Expression of CXCR4 in Organ-derived 786-O Cell Lines
Previous studies have shown that the chemokine receptor CXCR4 plays a role in breast and prostate cancer bone metastases via interactions with its ligand SDF-1 [16], [17]. We therefore examined the levels of CXCR4 in the four 786-O cell lines. Quantitative PCR analysis showed that the message levels of CXCR4 was significantly increased in the three organ-derived 786-O cells compared to parental 786-O cells, with 4.3±0.9 (p<0.01), 3.4±0.6 (p<0.01) and 2.8±0.5 (p<0.05) fold increases in Liv-786-O, LN-786-O and Bo-786-O cells, respectively (Fig. 3A). However, no significant differences in the levels of CXCR4 protein were observed among these cell lines (Fig. 3B). Consistent with the results from Western blot, FACS analysis showed that the number of CXCR4-positive cells and the fluorescence intensity were high in all the four cell lines (Fig. 3C). However, no significant difference was observed amongst them (Fig. 3C). The reason for the inconsistency between the CXCR4 message and protein levels in the 786-O cell lines is not clear. These observations indicated that CXCR4 may play a critical role in metastasis, but not specifically to the bone.

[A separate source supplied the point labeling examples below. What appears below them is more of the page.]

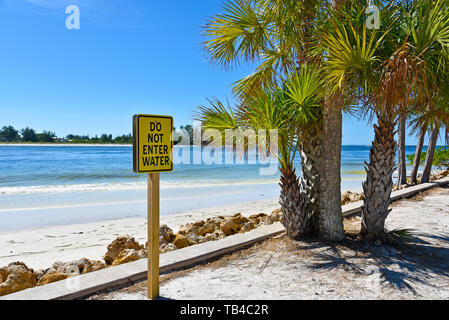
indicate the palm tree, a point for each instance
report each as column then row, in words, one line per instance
column 402, row 164
column 285, row 110
column 280, row 35
column 422, row 130
column 430, row 155
column 388, row 68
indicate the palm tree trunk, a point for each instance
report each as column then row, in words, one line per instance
column 402, row 165
column 418, row 152
column 310, row 163
column 379, row 181
column 293, row 202
column 430, row 153
column 331, row 219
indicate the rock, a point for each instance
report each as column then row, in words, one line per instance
column 229, row 227
column 16, row 277
column 248, row 227
column 349, row 197
column 62, row 270
column 276, row 216
column 199, row 224
column 40, row 273
column 207, row 228
column 129, row 255
column 181, row 241
column 166, row 234
column 189, row 228
column 239, row 219
column 212, row 237
column 167, row 248
column 81, row 266
column 258, row 218
column 118, row 246
column 54, row 277
column 193, row 239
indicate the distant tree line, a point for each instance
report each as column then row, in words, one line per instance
column 29, row 135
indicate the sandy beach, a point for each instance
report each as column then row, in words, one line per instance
column 284, row 269
column 39, row 248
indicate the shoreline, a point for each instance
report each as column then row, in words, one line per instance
column 63, row 145
column 40, row 247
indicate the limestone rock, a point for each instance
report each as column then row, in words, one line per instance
column 229, row 227
column 118, row 246
column 239, row 219
column 208, row 227
column 274, row 217
column 349, row 197
column 167, row 248
column 16, row 277
column 248, row 227
column 181, row 241
column 54, row 277
column 258, row 218
column 166, row 234
column 193, row 239
column 129, row 255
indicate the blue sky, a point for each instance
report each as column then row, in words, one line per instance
column 129, row 57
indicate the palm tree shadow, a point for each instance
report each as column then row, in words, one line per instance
column 416, row 262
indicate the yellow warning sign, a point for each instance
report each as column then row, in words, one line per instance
column 152, row 143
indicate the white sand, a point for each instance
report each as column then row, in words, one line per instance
column 39, row 248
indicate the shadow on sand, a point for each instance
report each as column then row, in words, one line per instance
column 417, row 261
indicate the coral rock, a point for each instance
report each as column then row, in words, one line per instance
column 16, row 277
column 54, row 277
column 207, row 228
column 229, row 227
column 181, row 241
column 248, row 227
column 166, row 234
column 129, row 255
column 118, row 246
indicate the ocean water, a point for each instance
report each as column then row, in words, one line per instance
column 40, row 183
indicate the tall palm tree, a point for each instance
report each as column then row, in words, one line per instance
column 430, row 154
column 402, row 164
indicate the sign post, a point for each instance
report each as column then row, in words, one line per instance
column 152, row 154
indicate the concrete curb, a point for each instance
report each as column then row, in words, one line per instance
column 115, row 277
column 356, row 207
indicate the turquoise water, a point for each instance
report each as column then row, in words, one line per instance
column 46, row 179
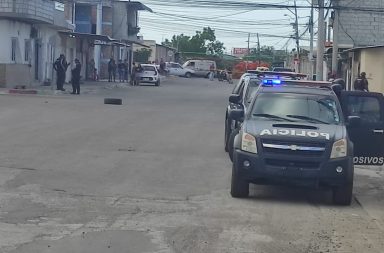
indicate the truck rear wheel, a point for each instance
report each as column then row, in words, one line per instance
column 239, row 187
column 342, row 195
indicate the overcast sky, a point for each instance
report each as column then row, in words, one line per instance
column 231, row 26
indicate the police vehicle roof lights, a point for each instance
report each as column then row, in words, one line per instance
column 271, row 82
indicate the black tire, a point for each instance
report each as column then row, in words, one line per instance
column 231, row 140
column 342, row 195
column 113, row 101
column 239, row 187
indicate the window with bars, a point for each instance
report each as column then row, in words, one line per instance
column 27, row 50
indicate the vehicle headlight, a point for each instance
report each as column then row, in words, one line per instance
column 248, row 143
column 339, row 149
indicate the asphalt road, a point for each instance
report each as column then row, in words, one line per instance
column 152, row 176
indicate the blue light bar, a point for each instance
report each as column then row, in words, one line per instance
column 271, row 81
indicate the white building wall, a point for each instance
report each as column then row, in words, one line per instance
column 18, row 30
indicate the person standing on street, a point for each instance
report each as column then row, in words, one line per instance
column 133, row 74
column 211, row 72
column 76, row 77
column 361, row 83
column 138, row 71
column 126, row 70
column 120, row 69
column 60, row 66
column 111, row 70
column 162, row 66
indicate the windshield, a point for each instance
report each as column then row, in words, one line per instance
column 149, row 68
column 252, row 88
column 306, row 108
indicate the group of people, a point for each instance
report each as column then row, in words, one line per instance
column 61, row 66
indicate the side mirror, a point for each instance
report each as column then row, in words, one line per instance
column 354, row 121
column 234, row 98
column 237, row 115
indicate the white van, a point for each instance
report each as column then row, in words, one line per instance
column 201, row 67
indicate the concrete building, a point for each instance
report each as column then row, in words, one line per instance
column 105, row 29
column 360, row 36
column 358, row 27
column 30, row 40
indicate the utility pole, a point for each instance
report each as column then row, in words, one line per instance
column 310, row 56
column 297, row 39
column 320, row 42
column 99, row 22
column 258, row 49
column 335, row 49
column 248, row 52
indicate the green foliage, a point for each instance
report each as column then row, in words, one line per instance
column 142, row 55
column 202, row 43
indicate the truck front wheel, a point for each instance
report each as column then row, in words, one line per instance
column 239, row 187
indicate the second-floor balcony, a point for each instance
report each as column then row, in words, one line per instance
column 34, row 11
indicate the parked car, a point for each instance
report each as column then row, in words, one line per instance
column 176, row 69
column 149, row 74
column 201, row 67
column 282, row 69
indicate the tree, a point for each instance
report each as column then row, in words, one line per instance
column 267, row 54
column 202, row 43
column 142, row 55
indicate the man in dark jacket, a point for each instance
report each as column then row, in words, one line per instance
column 76, row 77
column 112, row 70
column 60, row 66
column 361, row 83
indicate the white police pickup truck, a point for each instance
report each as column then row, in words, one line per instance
column 306, row 133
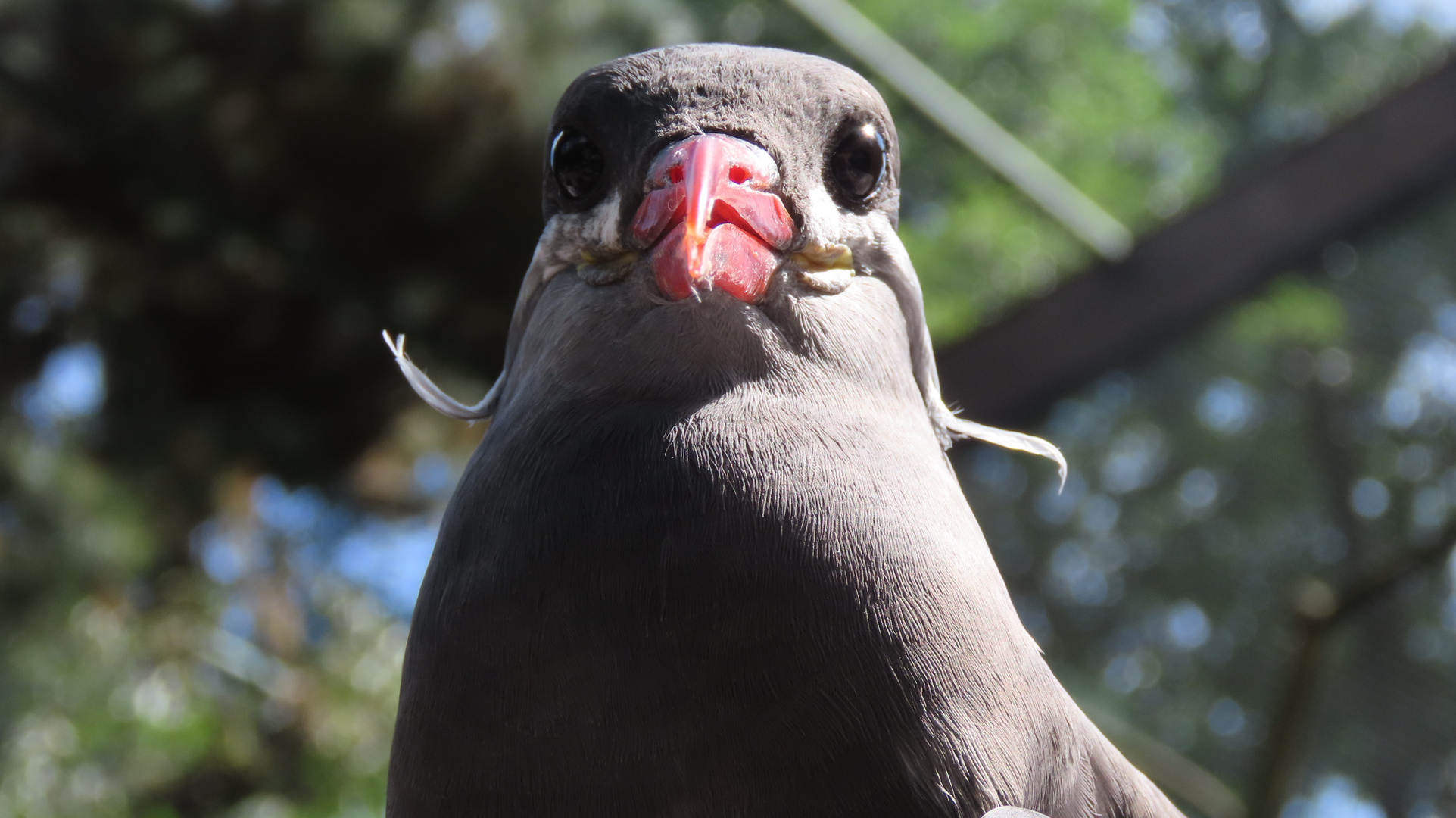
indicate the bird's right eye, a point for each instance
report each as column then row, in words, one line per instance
column 575, row 164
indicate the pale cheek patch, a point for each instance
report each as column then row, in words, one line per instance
column 583, row 238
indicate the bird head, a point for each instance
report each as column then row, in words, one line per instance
column 717, row 213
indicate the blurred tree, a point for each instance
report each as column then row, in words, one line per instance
column 210, row 208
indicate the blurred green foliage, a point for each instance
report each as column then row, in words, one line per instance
column 226, row 200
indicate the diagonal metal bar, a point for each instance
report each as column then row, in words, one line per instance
column 1222, row 251
column 970, row 126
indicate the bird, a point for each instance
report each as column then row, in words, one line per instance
column 711, row 557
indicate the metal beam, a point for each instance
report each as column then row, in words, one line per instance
column 1219, row 252
column 970, row 126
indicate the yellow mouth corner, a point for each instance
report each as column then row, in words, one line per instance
column 818, row 258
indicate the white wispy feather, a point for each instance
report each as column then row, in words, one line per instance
column 432, row 393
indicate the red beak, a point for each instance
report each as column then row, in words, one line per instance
column 712, row 191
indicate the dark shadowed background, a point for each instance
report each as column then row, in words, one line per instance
column 217, row 495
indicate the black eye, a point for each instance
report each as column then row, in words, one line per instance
column 575, row 162
column 859, row 161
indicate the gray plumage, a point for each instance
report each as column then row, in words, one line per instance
column 709, row 557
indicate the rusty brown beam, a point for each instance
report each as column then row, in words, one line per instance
column 1219, row 252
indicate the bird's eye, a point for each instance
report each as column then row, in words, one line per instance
column 575, row 164
column 859, row 161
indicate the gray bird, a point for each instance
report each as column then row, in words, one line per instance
column 709, row 557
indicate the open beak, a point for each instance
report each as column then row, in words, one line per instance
column 712, row 220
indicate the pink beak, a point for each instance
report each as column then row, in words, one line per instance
column 712, row 191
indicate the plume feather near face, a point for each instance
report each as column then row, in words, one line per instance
column 877, row 252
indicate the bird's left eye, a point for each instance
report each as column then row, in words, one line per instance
column 859, row 161
column 575, row 164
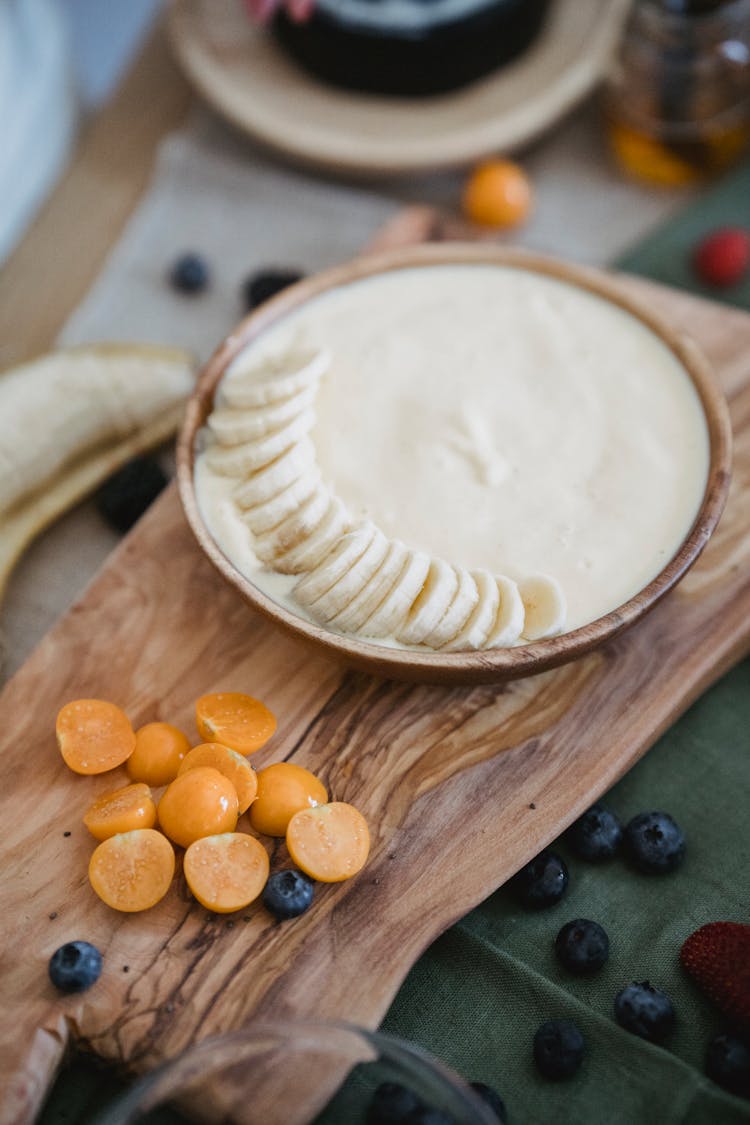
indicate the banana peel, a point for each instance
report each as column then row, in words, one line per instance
column 160, row 377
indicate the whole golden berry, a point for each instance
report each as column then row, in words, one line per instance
column 497, row 194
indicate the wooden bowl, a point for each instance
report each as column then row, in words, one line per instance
column 490, row 664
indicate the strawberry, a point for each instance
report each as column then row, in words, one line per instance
column 717, row 957
column 723, row 257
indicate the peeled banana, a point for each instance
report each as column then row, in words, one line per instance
column 351, row 576
column 70, row 419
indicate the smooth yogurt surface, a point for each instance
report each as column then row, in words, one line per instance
column 498, row 419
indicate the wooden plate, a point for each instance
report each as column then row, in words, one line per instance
column 238, row 69
column 491, row 664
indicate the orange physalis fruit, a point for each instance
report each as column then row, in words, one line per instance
column 159, row 749
column 497, row 194
column 282, row 790
column 133, row 871
column 330, row 843
column 234, row 767
column 235, row 720
column 199, row 802
column 122, row 810
column 93, row 736
column 226, row 872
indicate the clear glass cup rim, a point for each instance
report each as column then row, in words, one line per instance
column 166, row 1080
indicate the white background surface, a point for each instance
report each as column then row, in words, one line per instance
column 214, row 192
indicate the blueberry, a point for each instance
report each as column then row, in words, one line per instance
column 189, row 273
column 265, row 284
column 493, row 1099
column 728, row 1063
column 596, row 835
column 541, row 882
column 654, row 843
column 426, row 1116
column 74, row 966
column 581, row 946
column 288, row 893
column 391, row 1104
column 645, row 1010
column 129, row 492
column 559, row 1049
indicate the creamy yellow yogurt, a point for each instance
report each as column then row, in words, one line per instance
column 497, row 419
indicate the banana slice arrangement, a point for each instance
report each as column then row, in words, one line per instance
column 352, row 577
column 70, row 419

(A) Quantitative PCR for the message levels of CXCR4 in the four 786-O cell lines. *: p<0.05; **: p<0.01 as compared to parental 786-O cells. (B) Western blotting for the protein levels of CXCR4. Left panel: A representative image of Western blot. Right panel: The quantification of band density. Data were expressed as folds ± S.E. of parental 786-O cells. n = 6. (C) The number of cells with CXCR4 expression in cell surface was determined by FACS. Data were expressed as percentage of gated cells (right upper panel) and as the median of fluorescence intensity (right lower panel).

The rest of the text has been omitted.